Is it possible to grow, harvest and roast coffee in a way that is respectful towards the environment and the community? Students Rebecca, Jia, Kanika and Stuart have the answer!
What is Lavazza’s Coffee Study Program?
The Coffee Study Program is the perfect example of Lavazza’s commitment towards the land where our coffee grows, the farmers who grow it and the local organizations involved with the manufacturing process.
As participants of Lavazza’s Coffee Study Program, four students embarked on an expedition to discover the world of sustainable coffee.
Let’s see what these four students found out on their expedition.
As a student focusing on agriculture and environmental policy, Rebecca thought she had a clear idea of what farming communities would be like. But, as she joined the farmers of Neiba, a town in the southeastern regions of the Dominican Republic, that idea transformed into something richer.
In Neiba, community means that every single member is involved and knows essential information about coffee – from how to grow and care for it, which of its parts should be discarded, and what made great coffee.
During her time with the community, Rebecca came to three important realizations: one, the community required support and tools to thrive; two, their work was about more than mere employment and production, it was about empowerment; and three, what made them so successful was their cooperative commitment to the quality rather than the quantity of their coffee.
Rebecca was pleased to see what the Lavazza Foundation was doing to support these communities. By starting with helping to finance farming equipment that allows these community to better process the coffee beans and reach the global markets, both Rebecca and Lavazza hope to help carry on the legacy of a coffee community and improve the quality of coffee all over the world.
For Kanika, the voyage started in the home of Lavazza, Turin. Her journey entailed in tracing coffee production to its origin, down to the coffee plantations in the Caribbean.
There, in Lavazza’s hometown, Kanika was amazed by the experience of coffee: “The coffee culture in Turin is special” – she said – “Here, people live coffee in the moment, rather than using it as a simple energy boost.”
At Lavazza, coffee was more than just a mere product. Along every step of its cycle, from production to consumption, coffee touches the lives of individuals and communities all over the world. Through tools, investments and training, Lavazza supports coffee farmers regardless of whether they will become business partners.
Kanika was pleasantly surprised to discover that CSR (corporate social responsibility) was a key value the brand focused on. Much like Kanika, Lavazza wasn’t merely investing money in these communities, they were also investing heart in what they do.
Coffee runs in Stuart’s family. Back in Uganda, he’d join his grandmother on the plantation, working alongside her.
During his days in the Dominican Republic with the Coffee Study Program, Stuart gained a new perspective on the craft of coffee farming – a perspective first gained by climbing a mountain.
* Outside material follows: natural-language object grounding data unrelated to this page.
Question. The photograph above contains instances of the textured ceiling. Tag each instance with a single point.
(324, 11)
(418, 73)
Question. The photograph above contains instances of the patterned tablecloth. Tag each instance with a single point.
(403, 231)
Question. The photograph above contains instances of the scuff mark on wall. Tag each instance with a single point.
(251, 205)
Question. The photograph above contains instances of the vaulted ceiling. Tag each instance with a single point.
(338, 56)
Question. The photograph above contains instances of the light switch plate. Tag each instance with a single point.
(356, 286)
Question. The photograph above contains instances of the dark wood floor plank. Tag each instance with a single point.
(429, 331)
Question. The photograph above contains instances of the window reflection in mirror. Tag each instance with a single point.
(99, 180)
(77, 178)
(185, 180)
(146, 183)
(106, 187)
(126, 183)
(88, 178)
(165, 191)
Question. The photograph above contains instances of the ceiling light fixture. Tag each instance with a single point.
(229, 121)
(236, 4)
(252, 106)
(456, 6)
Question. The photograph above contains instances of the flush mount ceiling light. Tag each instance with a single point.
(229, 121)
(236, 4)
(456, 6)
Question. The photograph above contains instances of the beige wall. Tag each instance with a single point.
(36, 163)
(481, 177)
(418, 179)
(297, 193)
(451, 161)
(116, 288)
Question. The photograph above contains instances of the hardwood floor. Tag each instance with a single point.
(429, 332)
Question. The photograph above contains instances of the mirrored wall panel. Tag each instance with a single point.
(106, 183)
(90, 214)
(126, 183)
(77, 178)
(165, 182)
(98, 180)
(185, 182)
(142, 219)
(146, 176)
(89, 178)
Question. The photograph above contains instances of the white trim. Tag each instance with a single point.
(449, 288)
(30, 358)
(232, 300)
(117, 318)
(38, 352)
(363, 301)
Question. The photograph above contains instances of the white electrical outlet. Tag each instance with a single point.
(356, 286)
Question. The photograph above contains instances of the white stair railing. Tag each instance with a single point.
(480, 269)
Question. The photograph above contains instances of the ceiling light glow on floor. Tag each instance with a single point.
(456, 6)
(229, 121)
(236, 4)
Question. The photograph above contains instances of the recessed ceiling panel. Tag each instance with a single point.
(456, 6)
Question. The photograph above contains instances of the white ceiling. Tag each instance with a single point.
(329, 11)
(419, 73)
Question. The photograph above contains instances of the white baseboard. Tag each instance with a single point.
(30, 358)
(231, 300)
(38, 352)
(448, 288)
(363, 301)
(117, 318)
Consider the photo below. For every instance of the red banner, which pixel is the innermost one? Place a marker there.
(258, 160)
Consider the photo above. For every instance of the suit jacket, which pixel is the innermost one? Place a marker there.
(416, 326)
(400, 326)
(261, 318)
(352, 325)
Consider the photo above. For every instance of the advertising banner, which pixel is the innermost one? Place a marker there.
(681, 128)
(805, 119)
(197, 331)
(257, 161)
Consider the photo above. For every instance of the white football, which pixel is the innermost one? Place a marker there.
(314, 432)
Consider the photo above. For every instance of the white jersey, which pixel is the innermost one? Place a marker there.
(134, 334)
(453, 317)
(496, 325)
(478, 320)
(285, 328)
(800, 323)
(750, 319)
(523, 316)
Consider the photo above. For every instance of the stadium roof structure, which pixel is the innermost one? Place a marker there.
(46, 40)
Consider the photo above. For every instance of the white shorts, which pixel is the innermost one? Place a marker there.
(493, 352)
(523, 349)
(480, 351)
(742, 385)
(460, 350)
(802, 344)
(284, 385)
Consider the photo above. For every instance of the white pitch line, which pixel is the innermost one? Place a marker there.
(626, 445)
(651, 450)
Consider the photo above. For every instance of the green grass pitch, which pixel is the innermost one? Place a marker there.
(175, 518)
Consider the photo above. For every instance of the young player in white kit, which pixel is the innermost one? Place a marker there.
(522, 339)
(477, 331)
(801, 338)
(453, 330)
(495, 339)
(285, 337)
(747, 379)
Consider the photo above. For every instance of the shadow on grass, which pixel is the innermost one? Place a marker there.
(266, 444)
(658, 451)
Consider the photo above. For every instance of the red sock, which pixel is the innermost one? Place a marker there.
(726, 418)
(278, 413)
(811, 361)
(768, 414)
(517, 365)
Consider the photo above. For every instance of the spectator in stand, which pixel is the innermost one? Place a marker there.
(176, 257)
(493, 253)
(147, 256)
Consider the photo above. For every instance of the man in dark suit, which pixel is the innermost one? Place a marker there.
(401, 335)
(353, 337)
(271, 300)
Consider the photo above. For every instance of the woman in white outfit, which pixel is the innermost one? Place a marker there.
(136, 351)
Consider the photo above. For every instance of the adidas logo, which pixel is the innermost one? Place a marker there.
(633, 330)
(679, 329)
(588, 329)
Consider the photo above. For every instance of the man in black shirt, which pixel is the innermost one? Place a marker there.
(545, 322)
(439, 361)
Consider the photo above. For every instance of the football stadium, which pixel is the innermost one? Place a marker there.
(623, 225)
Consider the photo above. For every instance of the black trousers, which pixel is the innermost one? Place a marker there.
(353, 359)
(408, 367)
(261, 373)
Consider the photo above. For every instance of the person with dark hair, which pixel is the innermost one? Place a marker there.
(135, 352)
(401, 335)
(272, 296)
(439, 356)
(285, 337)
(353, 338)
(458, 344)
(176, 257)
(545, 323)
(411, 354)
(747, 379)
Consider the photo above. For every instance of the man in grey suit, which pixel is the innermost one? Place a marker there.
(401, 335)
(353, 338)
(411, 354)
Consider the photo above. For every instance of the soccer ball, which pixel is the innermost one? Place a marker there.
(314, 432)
“Where I come from, I grow coffee together with my grandmother; however, we grow it on flat land. Seeing it grow well in the mountains was a surprise.”
Stuart’s new perspective was shaped by more than mere altitude. By examining the present,
Stuart asked himself: “What role can young people play in coffee production?” The answer is simple: follow your father.
When young generations learn from their parents, by growing, picking and processing coffee together, they lay the foundations for their own future – creating a business that is both economically and environmentally viable. “Coffee is generational. I love how families come together to contribute to a bigger goal.” – Said Stuart.
Stuart sees being part of Coffee Study program as an opportunity to be part of a great change. Together with Lavazza, his goal is to provide communities with all the necessary tools to face the challenges of today’s climate change.
Jia Yi, a young student of International Development, had the invaluable chance to meet with the organizations that are trying to create a fair and rewarding coffee market while she was in the Dominican Republic.
Together with companies like the Lavazza Foundation, organizations like CONCAFED (Confederacion Cafetalera Dominicana) and CODOCAFE (Consejo Dominicano del Cafe) were founded to empower coffee farmers, make their voices heard and create a shared spaces for dialogue.
It was clear to Jia Yi that these organizations were a clear example of how uniting can help support the resilience of farmers. “As a single entity, the Confederation is powerful, but coupled with NGOs and organizations like the Lavazza Foundation it becomes even more powerful,” Jia Yi stated.
It became clear to Jia Yi that true power lies in collectivity. By working together with the Lavazza foundation, her goal is to effect big changes by making better choices when it comes to the little things in life, right down to the everyday choices we make in our daily routines.